This year, at the request of XRT and EIS, ISAS has added in calculations of XTW, or X-ray Twilight, in addition to optical night (NGT). It's very helpful to have these extra calculations, and we are road-testing with EIS to see if the predictions do a better job than the default 10-minute buffer around NGT that we used to use.
In the one case I've looked at where a mode change occurs (from gyro to gyro+ufss), the repoint takes of order 15 seconds. This was taken from the shift seen in eis_l0_20070509_074627.fits, a HH---N03 raster, with nominal 5-second cadence (more like 6-and-a-bit). This repoint happened between 07:53:27.275 (expo start time, admittedly) and 07:53:47.117 (expo start time). The corresponding NGT_EXIT happened at 07:45:30, so there is just over 8 minutes until the repoint due to mode switch.
Since the few datasets I've looked at so far (all from the same date, from the merged telemetry) indicate that EIS twilight isn't over until about 10 minutes after NGT_EXIT, this repoint delay is not such a worry for us. The bigger worry was the length of night, including twilight, which cannot easily be calibrated out.

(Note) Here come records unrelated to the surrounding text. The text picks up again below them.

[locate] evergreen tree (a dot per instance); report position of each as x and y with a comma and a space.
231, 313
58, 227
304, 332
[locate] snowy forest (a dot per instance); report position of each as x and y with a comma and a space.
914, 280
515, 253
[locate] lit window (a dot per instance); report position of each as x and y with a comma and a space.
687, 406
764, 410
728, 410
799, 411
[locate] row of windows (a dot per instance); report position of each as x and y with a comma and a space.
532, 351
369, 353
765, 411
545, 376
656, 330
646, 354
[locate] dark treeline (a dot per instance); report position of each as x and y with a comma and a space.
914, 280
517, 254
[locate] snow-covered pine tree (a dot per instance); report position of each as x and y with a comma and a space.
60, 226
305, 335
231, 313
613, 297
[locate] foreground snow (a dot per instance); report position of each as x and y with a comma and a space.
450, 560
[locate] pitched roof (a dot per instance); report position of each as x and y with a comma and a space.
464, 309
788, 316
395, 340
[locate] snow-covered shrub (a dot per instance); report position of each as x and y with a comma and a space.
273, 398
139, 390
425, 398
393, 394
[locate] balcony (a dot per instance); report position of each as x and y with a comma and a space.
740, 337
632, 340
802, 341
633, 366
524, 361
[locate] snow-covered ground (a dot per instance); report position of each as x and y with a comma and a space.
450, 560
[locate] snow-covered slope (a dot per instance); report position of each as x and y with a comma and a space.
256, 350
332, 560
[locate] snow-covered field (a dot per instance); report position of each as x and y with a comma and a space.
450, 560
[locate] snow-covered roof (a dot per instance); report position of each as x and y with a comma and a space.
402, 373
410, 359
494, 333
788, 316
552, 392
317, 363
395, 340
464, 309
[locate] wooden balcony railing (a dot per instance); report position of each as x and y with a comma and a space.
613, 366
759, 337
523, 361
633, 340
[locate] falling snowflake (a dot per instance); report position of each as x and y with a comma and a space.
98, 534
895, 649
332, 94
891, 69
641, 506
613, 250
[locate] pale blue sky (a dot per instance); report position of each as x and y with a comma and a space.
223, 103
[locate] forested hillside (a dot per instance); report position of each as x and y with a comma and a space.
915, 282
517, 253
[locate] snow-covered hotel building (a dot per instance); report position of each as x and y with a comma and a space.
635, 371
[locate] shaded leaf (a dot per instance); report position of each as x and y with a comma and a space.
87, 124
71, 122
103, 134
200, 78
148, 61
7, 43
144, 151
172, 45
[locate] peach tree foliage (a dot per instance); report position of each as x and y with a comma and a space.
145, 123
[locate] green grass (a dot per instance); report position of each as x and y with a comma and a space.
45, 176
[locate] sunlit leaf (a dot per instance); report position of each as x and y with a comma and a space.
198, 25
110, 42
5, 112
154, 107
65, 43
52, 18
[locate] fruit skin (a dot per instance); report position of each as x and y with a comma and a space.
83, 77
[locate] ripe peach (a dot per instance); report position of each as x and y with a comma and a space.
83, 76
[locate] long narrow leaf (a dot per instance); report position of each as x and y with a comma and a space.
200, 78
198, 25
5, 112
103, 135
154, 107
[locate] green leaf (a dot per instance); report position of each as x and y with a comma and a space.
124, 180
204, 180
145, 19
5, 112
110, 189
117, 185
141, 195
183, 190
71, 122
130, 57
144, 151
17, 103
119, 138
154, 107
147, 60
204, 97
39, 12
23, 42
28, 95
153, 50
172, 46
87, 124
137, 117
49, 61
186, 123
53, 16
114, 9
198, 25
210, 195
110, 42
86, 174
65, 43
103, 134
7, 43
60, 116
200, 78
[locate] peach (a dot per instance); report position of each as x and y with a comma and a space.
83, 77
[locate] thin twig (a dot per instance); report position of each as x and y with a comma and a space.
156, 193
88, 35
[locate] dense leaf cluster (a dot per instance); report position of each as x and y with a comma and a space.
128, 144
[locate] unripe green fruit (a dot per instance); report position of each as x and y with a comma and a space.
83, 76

One use for these data might be to use them as dark current calibration. There is effectively no input to the detectors (unless the 3p-1s transition is strong in geocoronal emission) so anything we see will be stray light.
The eclipses have their maximum duration around 20 June each year. The EIS CO is provided with the times for "XRT twilight" each orbit and, for 20 June 2009, the duration of XRT twilight was 30 minutes. The guideline for EIS COs is to begin the EIS plan 2 minutes after exiting XRT twilight. The Hinode orbit is 98 minutes, therefore the smallest possible useful observing period during the eclipse season is 66 minutes.
For study designers it is thus useful to make your study last 66 minutes or less in order for it to make best possible use of the EIS data allocation.